The SDeMo package comes with an implementation of the BIOCLIM model that is much easier to use, and can actually be tuned to make predictions. This tutorial is meant to explore different operations on layers.

Getting the data

We will get data on the occurrences of the New-Zealand long-tailed bat from GBIF, and then use data from CHELSA to estimate the climatic envelope of this species.

julia
species = taxon("Chalinolobus tuberculatus"; strict = false)
query = [
    "occurrenceStatus" => "PRESENT",
    "hasCoordinate" => true,
    "country" => "NZ",
    "limit" => 300,
]
presences = occurrences(species, query...)
while length(presences) < count(presences)
    occurrences!(presences)
end

This species is endemic to New Zealand (and we limited the occurrences to this country anyway), so we can use the occurrence information to define a bounding box. Because the output of a GBIF queries uses the occurrences interface, we can simply get the latitude and longitude of each occurrence:

julia
occ = filter(!ismissing, place(presences))
left, right = extrema(first.(occ))
bottom, top = extrema(last.(occ))
bbox = (; bottom, top, left, right)
(bottom = -46.993808, top = -35.280772, left = 167.53, right = 176.71114)
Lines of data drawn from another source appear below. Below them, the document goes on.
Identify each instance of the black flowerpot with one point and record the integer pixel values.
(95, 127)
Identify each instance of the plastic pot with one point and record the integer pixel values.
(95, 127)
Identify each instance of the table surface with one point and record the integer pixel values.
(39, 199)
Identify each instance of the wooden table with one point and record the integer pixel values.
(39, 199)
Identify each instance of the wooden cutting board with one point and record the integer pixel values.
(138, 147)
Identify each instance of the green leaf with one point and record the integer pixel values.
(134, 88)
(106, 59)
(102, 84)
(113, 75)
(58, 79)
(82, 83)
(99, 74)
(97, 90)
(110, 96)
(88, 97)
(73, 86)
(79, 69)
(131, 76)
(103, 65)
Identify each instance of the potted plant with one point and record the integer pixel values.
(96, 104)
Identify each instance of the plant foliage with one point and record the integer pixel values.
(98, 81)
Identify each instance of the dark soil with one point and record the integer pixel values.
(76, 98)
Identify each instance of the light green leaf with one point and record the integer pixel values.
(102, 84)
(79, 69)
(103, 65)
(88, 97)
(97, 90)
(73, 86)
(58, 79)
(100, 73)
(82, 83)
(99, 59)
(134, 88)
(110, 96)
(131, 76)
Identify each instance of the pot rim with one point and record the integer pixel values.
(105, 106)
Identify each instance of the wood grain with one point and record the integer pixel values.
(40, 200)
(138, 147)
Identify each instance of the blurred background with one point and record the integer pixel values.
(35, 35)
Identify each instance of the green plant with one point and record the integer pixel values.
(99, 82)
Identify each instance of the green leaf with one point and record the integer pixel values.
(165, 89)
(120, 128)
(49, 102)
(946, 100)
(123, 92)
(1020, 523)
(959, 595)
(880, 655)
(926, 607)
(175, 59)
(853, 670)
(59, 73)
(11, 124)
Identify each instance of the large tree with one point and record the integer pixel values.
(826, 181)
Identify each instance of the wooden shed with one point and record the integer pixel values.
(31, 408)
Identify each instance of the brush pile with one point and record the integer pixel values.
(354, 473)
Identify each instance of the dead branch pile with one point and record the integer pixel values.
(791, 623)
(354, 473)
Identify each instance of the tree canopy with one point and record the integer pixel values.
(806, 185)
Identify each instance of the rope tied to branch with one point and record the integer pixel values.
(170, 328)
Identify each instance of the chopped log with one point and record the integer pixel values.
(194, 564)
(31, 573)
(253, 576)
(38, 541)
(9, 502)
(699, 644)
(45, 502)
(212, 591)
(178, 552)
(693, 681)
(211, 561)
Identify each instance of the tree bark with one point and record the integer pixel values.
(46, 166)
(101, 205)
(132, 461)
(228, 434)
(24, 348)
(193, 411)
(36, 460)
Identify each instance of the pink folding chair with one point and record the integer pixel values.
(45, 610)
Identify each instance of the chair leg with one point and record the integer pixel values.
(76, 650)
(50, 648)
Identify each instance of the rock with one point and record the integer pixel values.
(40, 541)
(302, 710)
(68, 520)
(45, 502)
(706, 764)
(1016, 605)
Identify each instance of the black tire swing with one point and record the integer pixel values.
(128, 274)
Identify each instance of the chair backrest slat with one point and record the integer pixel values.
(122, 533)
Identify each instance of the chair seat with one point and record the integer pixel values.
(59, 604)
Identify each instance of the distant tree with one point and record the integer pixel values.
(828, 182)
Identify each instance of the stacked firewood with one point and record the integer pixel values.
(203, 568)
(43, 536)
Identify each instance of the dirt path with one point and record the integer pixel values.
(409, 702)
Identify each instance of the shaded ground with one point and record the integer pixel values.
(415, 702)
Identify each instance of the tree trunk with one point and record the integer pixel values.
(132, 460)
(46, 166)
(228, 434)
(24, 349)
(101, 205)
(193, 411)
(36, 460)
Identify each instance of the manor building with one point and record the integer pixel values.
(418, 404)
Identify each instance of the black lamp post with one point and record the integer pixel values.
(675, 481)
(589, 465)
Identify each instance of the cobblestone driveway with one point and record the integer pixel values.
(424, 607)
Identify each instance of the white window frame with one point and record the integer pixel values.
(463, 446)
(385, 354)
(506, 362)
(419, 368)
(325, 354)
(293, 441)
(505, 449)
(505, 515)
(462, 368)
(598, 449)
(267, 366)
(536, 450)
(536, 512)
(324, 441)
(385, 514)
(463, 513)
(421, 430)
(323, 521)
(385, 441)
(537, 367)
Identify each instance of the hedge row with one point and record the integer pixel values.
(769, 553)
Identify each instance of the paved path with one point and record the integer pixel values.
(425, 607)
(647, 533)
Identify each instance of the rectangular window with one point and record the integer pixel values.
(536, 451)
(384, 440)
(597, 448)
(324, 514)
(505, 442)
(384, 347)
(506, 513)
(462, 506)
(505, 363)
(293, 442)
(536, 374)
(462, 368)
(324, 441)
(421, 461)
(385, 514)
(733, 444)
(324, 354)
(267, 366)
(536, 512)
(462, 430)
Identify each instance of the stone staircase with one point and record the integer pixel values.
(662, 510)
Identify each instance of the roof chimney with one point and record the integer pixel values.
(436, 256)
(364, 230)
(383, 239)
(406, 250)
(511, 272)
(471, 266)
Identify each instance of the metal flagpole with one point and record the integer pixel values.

We will get our environmental variables from CHELSA1:

julia
dataprovider = RasterData(CHELSA1, BioClim)
RasterData{CHELSA1, BioClim}(CHELSA1, BioClim)

The two layers we use to build this model are annual mean temperature and annual total precipitation:

julia
temp = SDMLayer(dataprovider; layer = 1, bbox...)
prec = SDMLayer(dataprovider; layer = 12, bbox...)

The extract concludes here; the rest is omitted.